5. Bölüm

6.8K 619 210
                                    

Bölüm şarkısı; Madonna - Beautiful Killer

****

Böyle bir anı en son yaşadığımda lise ikiye gidiyordum. O zamanlar sevgilim olacak ergen beyinli bir çocuğu ergen beynimle takip etmiş ve üzerine de baskın basanındır diyerekten olay yerinde bitivermiştim. Tabii sonuç baya hüsrandı. Çocuk beni sevgili listesinin beşinci sırasına yerleştirmiş, maşallah o anda da listesinin ikinci sırasında olan bir kızla buluşmaya gelmişti. Doğadan aldığım güçle o çocuğa saldırıp da karakolluk olunca, hayalimdeki mesleğin bir ajan yahut dedektif gibi olay yerinde bitmek olduğuna karar vermiştim. Hoş sonuç öyle olmamıştı, lakin şu anda katil Levent sayesinde bunu gerçekleştirebiliyordum.

Sabah koşusuna çıkmayı bıraktığım bu sıralar da Levent'in peşinde koşturmaya başladığımdan, spor yapıyor gibiydim.

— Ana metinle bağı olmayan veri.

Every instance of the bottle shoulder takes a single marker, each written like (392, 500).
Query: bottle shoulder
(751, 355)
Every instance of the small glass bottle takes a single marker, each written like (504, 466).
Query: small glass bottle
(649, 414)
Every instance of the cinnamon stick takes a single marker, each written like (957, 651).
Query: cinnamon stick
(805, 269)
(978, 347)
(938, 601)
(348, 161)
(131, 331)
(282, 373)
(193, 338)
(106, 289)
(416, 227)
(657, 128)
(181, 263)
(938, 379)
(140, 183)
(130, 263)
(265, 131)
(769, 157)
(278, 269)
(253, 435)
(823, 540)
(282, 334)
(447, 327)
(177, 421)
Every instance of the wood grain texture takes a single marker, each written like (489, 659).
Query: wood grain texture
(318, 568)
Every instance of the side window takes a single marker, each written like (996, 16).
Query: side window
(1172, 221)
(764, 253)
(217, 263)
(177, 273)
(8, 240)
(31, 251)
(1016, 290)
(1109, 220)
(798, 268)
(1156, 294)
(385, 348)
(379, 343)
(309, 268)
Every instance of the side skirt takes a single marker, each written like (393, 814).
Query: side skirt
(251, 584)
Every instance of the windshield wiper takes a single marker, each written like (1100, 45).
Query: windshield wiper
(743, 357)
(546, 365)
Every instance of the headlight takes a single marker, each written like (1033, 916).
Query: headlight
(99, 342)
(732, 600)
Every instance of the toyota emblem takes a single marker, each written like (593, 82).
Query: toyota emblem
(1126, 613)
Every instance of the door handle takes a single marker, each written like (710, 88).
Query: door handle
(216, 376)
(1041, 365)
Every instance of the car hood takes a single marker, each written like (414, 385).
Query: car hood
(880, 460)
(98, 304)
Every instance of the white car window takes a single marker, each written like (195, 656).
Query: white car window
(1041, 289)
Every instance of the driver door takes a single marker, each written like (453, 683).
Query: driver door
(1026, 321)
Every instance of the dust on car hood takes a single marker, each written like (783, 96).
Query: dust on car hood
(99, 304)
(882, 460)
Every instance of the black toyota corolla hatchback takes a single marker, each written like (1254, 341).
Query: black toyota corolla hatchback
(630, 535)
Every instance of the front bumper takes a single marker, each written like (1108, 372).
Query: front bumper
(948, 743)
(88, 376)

Aslında gibiydimden çok daha fazlasıydı. Onun o uzun bacaklarına yetişmek için delice bir yürüyüş keşfedip onu kullanmaya başladım. Hal böyle olunca da kalp atışlarım darlanmaya, bacak kaslarım çalışmaya daha bir hevesliydi. Yorucu, sportif ve kesinlikle heyecan dolu bir gizemin içinden el sallıyordum.

Kendimi ispatlamak ve vatanını koruma için canı gönülden çalışma aşkıyla da şu anda Levent'i siyah büyük disket şapkamla takip ediyordum. Bugün havaların azıcık daha sıcak olması dolasıyla Mıstık bana eşlik edemedi. Kendimi acayip savunmaz ve güçsüz hissetsem de kendi kendime verdiğim bu görevi başarı ile geçecektim. Mıstık'ı çok daha farklı yerlerde kullanmayı planlıyordum. Onun kendisini ezik sıradan bir kedi gibi hissetmesine asla müsaade etmeyecektim. O şu anda görev için dinlene dursun, onun da sırası gelecekti.

Bugün Levent'in arabası ortalarda olmayınca her insan evladı gidi toplu taşımaları tercih etti. Önce vapur, akabinde otobüs ederken sonunda Levent bir yerde stop etmeyi becerebildi de ben de biraz rahatladım. Levent Ortaköy'deki bir restoranda girdiğinde gizemli bir şekilde ilerleyip hangi restoranda girdiğini kontrol ettim. Blue Night? Bu restoranı duymuşluğum vardı. Hatta bizim dergiyle pek aşna fişnelerdi. Onların reklamları bizim dergide dönmüş ve hatta köşe yazarlarımızdan biri olan Hüsran kendi köşesinde burayı öve öve bitirememişti. Şimdi anlıyordum neden öve öve bitiremediğini. Levent buranın işletmecisiydi. Ama bir saniye Hüsran da lezbiyendi. Adama bak ya, lezbiyeni bile hizaya sokabilecek güçlere sahipti.

O katil Gizem. Sevgilisini öldürdü. Buraya gelme amacını unutma. Sen şizofren bir manyak değilsin. Aksine zeki çevik ve pratik bir insansın. Takibini bozacak şeyler düşünme.

Çalan telefonumla hemen bir köşeye çekildim, tam zamanıydı hani telefonun da. Çantamın içinde telefonumu aramaya başlarken, gözlerim çevreyi kolaçan etmeye devam ediyordu. Şu anda şüpheli tavırlar çekip üzerime polisi salmak istemiyordum.

Telefonumu bulup hızla elime alırken, ekrandaki ismi görünüp bi şaşırdım. Tek kaşımı kaldırıp bu herifin beni neden arıyor olabileceğini sorgulamadan açtım.

"Efendim?" derken hala gözlerim çevredeydi, tabii arada da Levent'in restoranında.

"Gizmo neredesin sen?" Hesap sorarcasına sorduğuna göre kesin işi düştü. Ya da bir saniye bana inanıp benimle yollara mı düşecek?

"Dışarıdayım işim vardı az, hayırdır?" derken son kelimeyi imalı söylemeden duramadım.

"Hadi be! Ne zaman dönersin peki?"

"Bilmiyorum ki. Ne oldu?"

"Ya bizim matkap sizdeymiş de, lazım oldu şimdi bana. Almam lazımdı. Hemen dönebileceğin bir yerde misin peki?"

Matkap için mi aramıştı yani? Salak herif! Burada matkaptan çok daha mühim mevzular vardı. Kalkmış matkap soruyordu. Acaba kafasını delip beyin mi enjekte edecekti kendisine?